The man got no further, for Sikes with a hideous imprecation
overthrew the table, and tearing the hat from him, burst out of the
house.
With the same perversity of feeling and irresolution that has
fastened upon him, despite himself, all day, the murderer, finding
that he was not followed, and that they most probably considered
him some drunken, sullen fellow, turned back up the town, and
getting out of the glare of the lamps of a stagecoach that was
standing in the street, was walking past, when he recognised the
mail from London, and saw that it was standing at the little post-
office. He almost knew what was to come; but he crossed over, and
listened.
The guard was standing at the door, waiting for the letter-bag.
A man, dressed like a gamekeeper, came up at the moment, and
he handed him a basket which lay ready on the pavement.

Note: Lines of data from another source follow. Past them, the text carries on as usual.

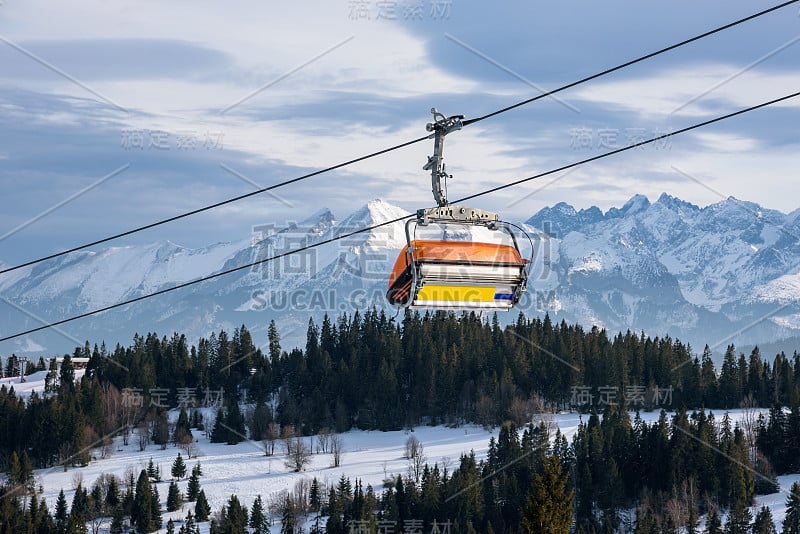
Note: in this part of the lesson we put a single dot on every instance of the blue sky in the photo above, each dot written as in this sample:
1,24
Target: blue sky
116,114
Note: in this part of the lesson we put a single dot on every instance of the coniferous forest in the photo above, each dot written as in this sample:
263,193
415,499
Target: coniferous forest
368,371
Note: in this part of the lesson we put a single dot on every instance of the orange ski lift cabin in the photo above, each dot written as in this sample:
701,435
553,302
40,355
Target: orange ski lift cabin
456,257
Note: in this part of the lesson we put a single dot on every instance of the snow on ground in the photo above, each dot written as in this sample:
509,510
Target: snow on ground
33,382
245,470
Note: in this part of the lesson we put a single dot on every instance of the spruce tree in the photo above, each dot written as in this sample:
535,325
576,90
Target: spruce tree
194,484
151,470
178,468
314,497
235,422
182,433
713,523
173,497
549,504
791,523
155,509
219,434
14,470
142,514
62,513
117,518
236,515
201,508
738,520
288,520
258,522
763,523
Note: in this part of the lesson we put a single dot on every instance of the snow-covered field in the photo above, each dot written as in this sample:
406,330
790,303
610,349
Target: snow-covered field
246,471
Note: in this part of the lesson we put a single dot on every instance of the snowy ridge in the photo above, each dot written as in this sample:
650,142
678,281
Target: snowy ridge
667,267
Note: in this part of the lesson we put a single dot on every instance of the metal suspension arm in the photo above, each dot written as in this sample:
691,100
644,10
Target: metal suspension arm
440,127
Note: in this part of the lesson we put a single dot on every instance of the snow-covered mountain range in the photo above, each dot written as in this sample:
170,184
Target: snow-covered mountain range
728,272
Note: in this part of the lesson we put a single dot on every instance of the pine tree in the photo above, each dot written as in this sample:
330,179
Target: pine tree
112,494
549,505
314,497
151,470
116,519
173,497
236,515
713,523
738,520
142,514
235,422
201,508
219,434
194,484
791,523
178,468
763,523
182,433
258,522
155,509
288,520
14,470
62,513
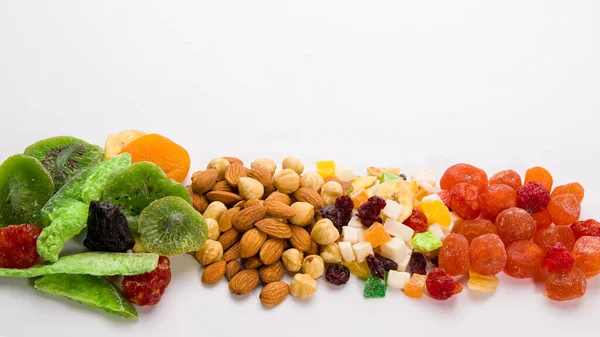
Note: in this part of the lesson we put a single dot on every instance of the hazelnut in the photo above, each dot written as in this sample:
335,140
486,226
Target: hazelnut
303,286
324,232
265,162
312,180
304,213
250,188
215,210
287,181
330,191
314,266
293,163
212,251
331,253
292,259
213,229
221,165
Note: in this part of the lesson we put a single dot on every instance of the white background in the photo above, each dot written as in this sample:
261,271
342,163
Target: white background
419,84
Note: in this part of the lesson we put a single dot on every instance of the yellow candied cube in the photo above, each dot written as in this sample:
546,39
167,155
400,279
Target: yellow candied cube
326,168
436,212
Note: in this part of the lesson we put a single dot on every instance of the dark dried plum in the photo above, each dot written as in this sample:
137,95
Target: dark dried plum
108,229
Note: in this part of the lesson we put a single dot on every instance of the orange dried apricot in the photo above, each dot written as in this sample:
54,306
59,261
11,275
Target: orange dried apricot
173,159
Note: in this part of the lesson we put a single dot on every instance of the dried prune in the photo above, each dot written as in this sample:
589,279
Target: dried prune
148,288
17,246
108,229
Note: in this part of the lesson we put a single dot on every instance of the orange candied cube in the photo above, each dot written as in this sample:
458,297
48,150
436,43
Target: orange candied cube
359,197
415,287
376,235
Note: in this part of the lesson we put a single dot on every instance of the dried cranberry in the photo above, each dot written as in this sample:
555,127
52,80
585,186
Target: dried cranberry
148,288
375,266
589,227
440,285
17,246
417,221
337,274
558,258
388,264
533,197
417,264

“That’s for your people,” said the guard. “Now, look alive in
there, will you. Damn that ’ere bag, it warn’t ready night afore last;
this won’t do, you know!”
“Anything new up in town, Ben?” asked the gamekeeper,
drawing back to the window-shutters, the better to admire the
horses.
“No, nothing that I knows on,” replied the man, pulling on his
gloves. “Corn’s up a little. I heerd talk of a murder, too, down
Spitalfields way, but I don’t reckon much upon it.”
“Oh, that’s quite true,” said a gentleman inside, who was
looking out of the window. “And a dreadful murder it was.”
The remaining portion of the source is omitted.